Cependant, comme on le sait dans l’industrie de la cryptographie, les taux de change sur les marchés P2P ne sont pas contrôlés par les échanges cryptographiques ; le taux est plutôt le prix auquel deux individus acceptent d’échanger leurs actifs.
Le « taux de change du marché libre », comme on l’appelle souvent, est déterminé par les personnes participant aux marchés P2P impliquant des monnaies fiduciaires instables. Les taux de change fluctuent souvent fortement en fonction des conditions du marché et sont généralement supérieurs au taux interbancaire.

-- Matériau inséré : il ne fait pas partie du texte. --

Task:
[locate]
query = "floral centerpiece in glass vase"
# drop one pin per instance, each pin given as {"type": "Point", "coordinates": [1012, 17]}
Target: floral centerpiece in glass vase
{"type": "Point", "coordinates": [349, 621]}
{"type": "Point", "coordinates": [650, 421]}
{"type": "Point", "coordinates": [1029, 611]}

C’est la première fois qu’un gouvernement blâme les échanges cryptographiques pour les taux de marché libre de leur monnaie.
Binance n’a pas encore répondu à CryptoSlate demande de commentaires au moment de la publication.
Il convient de noter que la Securities and Exchange Commission (SEC) nigériane a déclaré les opérations de Binance illégales en 2023, invoquant son manque d’enregistrement dans le pays.
Transaction non vérifiée de 26 milliards de dollars
Olayemi Cardoso, gouverneur de la Banque centrale du Nigeria, a récemment déclaré aux médias locaux que Binance Nigeria aurait facilité le transfert de 26 milliards de dollars provenant de sources non identifiées l’année dernière.
Cardoso a dit :
« Dans le cas de Binance, au cours de la dernière année, 26 milliards de dollars ont transité par Binance Nigeria en provenance de sources et d’utilisateurs que nous ne pouvons pas identifier de manière adéquate. »
Les médias locaux ont rapporté que Cardoso a également réitéré la répression en cours contre les plateformes de cryptographie et révélé la collaboration entre les agences fédérales pour réduire les distorsions des taux de change.
Il aurait déclaré :
« [The authorities] sommes déterminés à faire tout ce qu’il faut pour garantir que nous prenons en charge notre marché ou le disons différemment pour ne pas permettre à d’autres de manipuler nos marchés d’une manière qui finisse par créer des distorsions et sous-optimise pour tous les Nigérians.
Les Nigérians restent pro-crypto
Pendant ce temps, la population jeune et féru de technologie du Nigeria a montré un vif intérêt pour les crypto-monnaies malgré la récente position du gouvernement.
Victor Asemota, un éminent entrepreneur technologique au Nigeria, a souligné la dépendance du pays à l’égard des crypto-monnaies pour les transactions transfrontalières, citant le manque de canaux alternatifs fiables.
Asémota ajoutée:
« Vous ne pouvez pas tuer la crypto, elle deviendra simplement plus cachée et plus sinistre. Ce qui relève du contrôle du gouvernement, c’est de rendre les autres canaux plus efficaces. La crypto n’est pas facile à utiliser mais elle devient plus facile lorsqu’il n’y a pas de choix. Offrez des choix plus faciles et les gens les utiliseront.
**Note de l’éditeur** Mise à jour pour inclure des informations sur la détention des dirigeants de Binance et des détails sur les marchés P2P et le taux de change du marché libre.